Snow-Therapy-le-debat-de-la-redaction_article_landscape_pm_v8

Après les Hubots, Johannes Kuhnke va à la neige, à croire que le gars est abonné aux personnages froids. Cette fois encore, sa surface sera aussi glaciale que son intérieur : en vacances aux sports d'hiver avec sa petite famille de carte postale, il va malheureusement être durant quelques secondes au mauvais endroit et au mauvais moment, et avoir le mauvais comportement. Alors qu'une avalanche menace sa smala, il s'enfuit comme un couard alors que son épouse protège ses enfants, réflexe dommageable qui va remettre en cause tout ce que le couple avait accumulé de confiance et d'admiration réciproques.
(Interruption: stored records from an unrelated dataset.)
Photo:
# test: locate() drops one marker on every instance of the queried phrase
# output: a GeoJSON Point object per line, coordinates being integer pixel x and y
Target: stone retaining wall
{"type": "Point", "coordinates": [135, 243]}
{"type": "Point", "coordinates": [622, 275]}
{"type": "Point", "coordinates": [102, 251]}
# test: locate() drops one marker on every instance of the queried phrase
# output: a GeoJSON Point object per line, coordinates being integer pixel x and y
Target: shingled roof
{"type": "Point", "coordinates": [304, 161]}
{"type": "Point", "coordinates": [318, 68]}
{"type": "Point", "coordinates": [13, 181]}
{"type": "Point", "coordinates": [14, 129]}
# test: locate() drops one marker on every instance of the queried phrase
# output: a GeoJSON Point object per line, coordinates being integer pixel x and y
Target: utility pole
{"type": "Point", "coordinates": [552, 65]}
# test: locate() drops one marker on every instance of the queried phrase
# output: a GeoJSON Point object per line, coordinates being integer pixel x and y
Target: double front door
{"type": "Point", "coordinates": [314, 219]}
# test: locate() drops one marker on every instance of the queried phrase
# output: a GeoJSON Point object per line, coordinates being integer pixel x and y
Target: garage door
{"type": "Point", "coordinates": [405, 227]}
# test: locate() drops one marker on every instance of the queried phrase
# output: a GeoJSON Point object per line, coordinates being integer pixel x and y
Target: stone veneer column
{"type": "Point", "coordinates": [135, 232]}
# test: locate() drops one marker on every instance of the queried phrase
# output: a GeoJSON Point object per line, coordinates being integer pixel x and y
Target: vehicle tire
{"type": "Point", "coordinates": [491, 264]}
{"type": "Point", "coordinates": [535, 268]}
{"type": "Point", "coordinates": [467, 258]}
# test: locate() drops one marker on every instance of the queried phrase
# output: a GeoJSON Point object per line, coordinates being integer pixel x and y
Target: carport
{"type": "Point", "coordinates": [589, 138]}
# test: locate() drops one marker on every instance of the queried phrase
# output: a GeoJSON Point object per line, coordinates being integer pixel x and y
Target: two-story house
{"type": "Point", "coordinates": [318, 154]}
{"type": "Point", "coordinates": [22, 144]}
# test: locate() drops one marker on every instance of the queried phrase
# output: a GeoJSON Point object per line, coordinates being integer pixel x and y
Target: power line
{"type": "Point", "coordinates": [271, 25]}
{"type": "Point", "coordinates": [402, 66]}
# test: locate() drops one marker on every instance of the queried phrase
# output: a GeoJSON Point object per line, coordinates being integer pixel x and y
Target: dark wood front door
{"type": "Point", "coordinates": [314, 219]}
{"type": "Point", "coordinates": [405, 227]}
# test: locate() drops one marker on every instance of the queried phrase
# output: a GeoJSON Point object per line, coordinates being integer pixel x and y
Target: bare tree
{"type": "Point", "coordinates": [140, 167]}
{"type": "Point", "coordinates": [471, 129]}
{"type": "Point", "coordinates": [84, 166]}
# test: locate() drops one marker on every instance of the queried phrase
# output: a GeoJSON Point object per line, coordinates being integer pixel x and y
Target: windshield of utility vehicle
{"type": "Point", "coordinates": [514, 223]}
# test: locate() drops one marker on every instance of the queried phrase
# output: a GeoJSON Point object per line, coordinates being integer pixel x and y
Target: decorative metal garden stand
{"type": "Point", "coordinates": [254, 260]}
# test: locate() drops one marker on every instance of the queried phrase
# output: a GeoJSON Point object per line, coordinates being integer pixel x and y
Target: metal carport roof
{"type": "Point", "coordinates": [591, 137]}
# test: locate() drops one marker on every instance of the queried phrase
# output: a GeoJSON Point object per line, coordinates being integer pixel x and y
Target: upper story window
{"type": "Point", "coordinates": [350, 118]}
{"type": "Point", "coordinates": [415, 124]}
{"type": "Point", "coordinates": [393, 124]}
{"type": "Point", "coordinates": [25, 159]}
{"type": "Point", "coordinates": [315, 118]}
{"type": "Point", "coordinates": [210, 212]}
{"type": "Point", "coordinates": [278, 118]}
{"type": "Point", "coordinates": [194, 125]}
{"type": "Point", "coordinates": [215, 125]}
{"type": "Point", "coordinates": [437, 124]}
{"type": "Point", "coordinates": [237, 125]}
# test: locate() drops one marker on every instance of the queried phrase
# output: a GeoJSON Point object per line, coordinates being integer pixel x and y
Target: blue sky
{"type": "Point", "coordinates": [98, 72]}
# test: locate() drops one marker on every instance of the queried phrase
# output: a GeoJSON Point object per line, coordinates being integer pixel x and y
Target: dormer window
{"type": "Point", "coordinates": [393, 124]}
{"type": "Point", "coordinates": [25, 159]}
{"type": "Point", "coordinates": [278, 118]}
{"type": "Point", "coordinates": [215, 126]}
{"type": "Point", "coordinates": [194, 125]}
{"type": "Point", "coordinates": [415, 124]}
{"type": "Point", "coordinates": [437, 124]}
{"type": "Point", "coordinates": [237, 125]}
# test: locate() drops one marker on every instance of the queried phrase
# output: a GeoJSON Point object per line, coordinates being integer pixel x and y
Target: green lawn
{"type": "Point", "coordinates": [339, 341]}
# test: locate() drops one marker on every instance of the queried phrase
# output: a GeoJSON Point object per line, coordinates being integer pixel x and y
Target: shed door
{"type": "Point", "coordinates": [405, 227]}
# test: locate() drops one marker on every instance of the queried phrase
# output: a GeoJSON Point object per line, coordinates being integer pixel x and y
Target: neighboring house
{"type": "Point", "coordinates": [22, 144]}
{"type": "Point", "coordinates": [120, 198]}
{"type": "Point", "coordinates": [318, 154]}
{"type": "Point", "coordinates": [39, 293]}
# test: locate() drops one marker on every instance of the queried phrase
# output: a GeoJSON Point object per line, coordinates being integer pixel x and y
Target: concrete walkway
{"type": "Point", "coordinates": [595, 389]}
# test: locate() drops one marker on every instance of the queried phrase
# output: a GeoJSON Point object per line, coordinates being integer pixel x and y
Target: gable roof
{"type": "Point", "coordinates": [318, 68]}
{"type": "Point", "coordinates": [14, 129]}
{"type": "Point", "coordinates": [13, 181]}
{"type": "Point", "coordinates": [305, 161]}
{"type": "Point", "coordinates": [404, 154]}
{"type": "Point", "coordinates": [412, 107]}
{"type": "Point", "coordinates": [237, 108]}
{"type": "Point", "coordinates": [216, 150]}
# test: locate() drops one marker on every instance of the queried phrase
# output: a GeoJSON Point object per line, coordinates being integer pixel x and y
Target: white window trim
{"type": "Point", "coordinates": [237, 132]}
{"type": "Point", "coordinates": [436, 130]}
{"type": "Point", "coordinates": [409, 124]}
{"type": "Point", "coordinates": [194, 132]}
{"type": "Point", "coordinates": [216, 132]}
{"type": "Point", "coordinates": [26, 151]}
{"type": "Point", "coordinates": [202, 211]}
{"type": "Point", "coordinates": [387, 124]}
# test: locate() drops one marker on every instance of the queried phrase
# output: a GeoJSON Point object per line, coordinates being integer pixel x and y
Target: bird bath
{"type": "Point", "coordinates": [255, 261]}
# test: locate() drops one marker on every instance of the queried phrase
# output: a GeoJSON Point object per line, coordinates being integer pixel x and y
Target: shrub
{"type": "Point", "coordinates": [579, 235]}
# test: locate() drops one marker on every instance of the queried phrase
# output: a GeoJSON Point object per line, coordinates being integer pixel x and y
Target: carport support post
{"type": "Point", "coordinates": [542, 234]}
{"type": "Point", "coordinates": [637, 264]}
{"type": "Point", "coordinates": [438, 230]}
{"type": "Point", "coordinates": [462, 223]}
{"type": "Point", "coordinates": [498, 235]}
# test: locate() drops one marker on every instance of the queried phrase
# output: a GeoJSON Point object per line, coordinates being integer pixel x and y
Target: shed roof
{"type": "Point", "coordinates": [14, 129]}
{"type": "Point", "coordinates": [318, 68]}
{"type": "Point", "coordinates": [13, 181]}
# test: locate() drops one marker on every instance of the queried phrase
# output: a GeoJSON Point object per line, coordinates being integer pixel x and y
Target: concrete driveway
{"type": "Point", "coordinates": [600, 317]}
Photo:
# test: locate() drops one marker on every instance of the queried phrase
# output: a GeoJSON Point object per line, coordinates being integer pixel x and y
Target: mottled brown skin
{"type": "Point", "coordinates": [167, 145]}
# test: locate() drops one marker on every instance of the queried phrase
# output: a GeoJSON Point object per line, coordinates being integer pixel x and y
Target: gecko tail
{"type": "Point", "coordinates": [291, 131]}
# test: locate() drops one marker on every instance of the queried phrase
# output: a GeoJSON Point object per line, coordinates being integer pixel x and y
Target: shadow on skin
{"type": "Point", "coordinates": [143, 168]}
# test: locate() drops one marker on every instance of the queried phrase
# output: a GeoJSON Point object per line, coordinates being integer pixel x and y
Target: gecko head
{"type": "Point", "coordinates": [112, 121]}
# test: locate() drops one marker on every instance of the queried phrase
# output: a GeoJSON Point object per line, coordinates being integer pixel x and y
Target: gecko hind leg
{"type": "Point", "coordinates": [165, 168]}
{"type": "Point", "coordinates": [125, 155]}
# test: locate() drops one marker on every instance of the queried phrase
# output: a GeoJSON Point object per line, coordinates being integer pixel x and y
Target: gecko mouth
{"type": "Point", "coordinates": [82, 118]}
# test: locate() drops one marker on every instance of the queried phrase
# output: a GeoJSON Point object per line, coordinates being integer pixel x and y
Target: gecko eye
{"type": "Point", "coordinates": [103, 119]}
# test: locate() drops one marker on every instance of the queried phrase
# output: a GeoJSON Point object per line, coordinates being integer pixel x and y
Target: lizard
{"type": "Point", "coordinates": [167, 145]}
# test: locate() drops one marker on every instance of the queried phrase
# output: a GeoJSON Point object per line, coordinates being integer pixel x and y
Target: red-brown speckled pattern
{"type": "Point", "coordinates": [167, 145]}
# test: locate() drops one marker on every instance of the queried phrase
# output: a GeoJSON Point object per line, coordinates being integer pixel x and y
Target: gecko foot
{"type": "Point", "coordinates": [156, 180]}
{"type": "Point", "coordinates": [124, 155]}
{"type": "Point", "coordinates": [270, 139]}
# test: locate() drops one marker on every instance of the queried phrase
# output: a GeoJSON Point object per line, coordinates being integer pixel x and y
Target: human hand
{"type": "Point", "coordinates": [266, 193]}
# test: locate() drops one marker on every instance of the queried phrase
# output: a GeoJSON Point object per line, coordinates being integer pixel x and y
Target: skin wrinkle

En pareil cas, Shang aurait protégé son édition de Jules et Jim, j'aurais tenté de sauver ma collection de Hitch, et c'est là la volonté du film : qu'auriez-vous fait à la place de ce brave Johannes, sommes-nous tous des pleutres, peut-on pardonner sa lâcheté à la personne qu'on aime, etc ? Ce qu'on appelle, oui, un film à thèse, genre dangereux s'il en est.

ufrl

Tout est question de distance et de regard dans un tel film : être suffisamment près de ses personnages pour nous faire partager leurs désarrois, et suffisamment loin pour que le spectateur puisse les juger, et dans cet entre-deux délicat pour ne pas que le public se fasse tout expliquer par le metteur en scène. Östlund a donc maté l'ensemble de la filmographie de Haneke pour tenter de trouver cette place exacte de la caméra. Et il la trouve très souvent, c'est vrai. La caméra scrute les comportements, rend compte "objectivement" des choses, sans supériorité, c'est réussi. On dirait même, dans les séquences les plus réussies, qu'elle est témoin avec les personnages : quand par exemple le regard de la femme qui s'est isolée tombe sur sa famille qui s'ébat au loin, la caméra accompagne avec un temps de retard les yeux de l'actrice, et on a la sensation que le metteur en scène est un personnage présent bien que fantômatique, invisible mais omniscient. La longueur des plans, la froideur totale des cadres sont au service de cette mise sous verre pourtant empathique de cette famille qui part en sucette. N'est certes pas Haneke qui veut, et quand il s'oublie, Östlund tombe dans le simple pastiche du maître, fabriquant artificiellement de l'étrangeté glacée là où elle n'a pas lieu d'être. Malgré tout, le film est plutôt bien réalisé, et comme les acteurs sont vraiment bien aussi, on regarde la chose comme un dispositif relativement malin et qui parvient à nous mener par le bout du nez. La scène traumatique, notamment, celle où l'avalanche se précipite sur la famille attablée en terrasse d'un restaurant, est très belle dans son objectivité affichée : qui reste dans le cadre, qui en sort, voilà qui semble bien être la problématique formelle (et scénaristique) du film. A partir de ce plan, fixe et pourtant très important dans le déplacement des acteurs en son sein, tout va tendre vers une seule finalité : la famille y survivra-t-elle, et retrouvera-t-on un plan apaisé où elle sera à nouveau réunie dans un même cadre ?

ssurl

C'est malheureusement dans son scénario que le film se montre le moins malin. Lourdement appuyée, la thèse n'est souvent défendue que par d'infinies discussions théoriques ("et toi, tu aurais fait quoi ?") et par une série de mini-évènements qui sonnent faux. Östlund veut épuiser son sujet, et fait dix fois trop long pour être sûr d'avoir un 20/20 dans sa thèse/antithèse/synthèse scolaire. Ce qui fait que peu à peu, tout ça devient artificiel, et on ne croit plus à ce qui arrive à nos héros. Certes, prise une par une, chaque scène est juste, pesée, et on sent qu'à l'écriture les scénaristes ont joué dans la dentelle ; mais dans l'ensemble de la construction, c'est lourd, et le film à thèse devient film-Dossiers de l'Ecran. Trop de maîtrise finit par rigidifier cette histoire, qui perd son aspect humain pour devenir un théâtre d'ombres peu sympathique. La critique plus générale de la société propre et lisse de la bourgeoisie est plus réussie, c'est vrai, mais aurait mérité plus de débordements. Snow Therapy n'est bien souvent qu'une comédie un peu cynique, on aurait aimé qu'il soit un jeu de massacre sur fond de neige immaculée.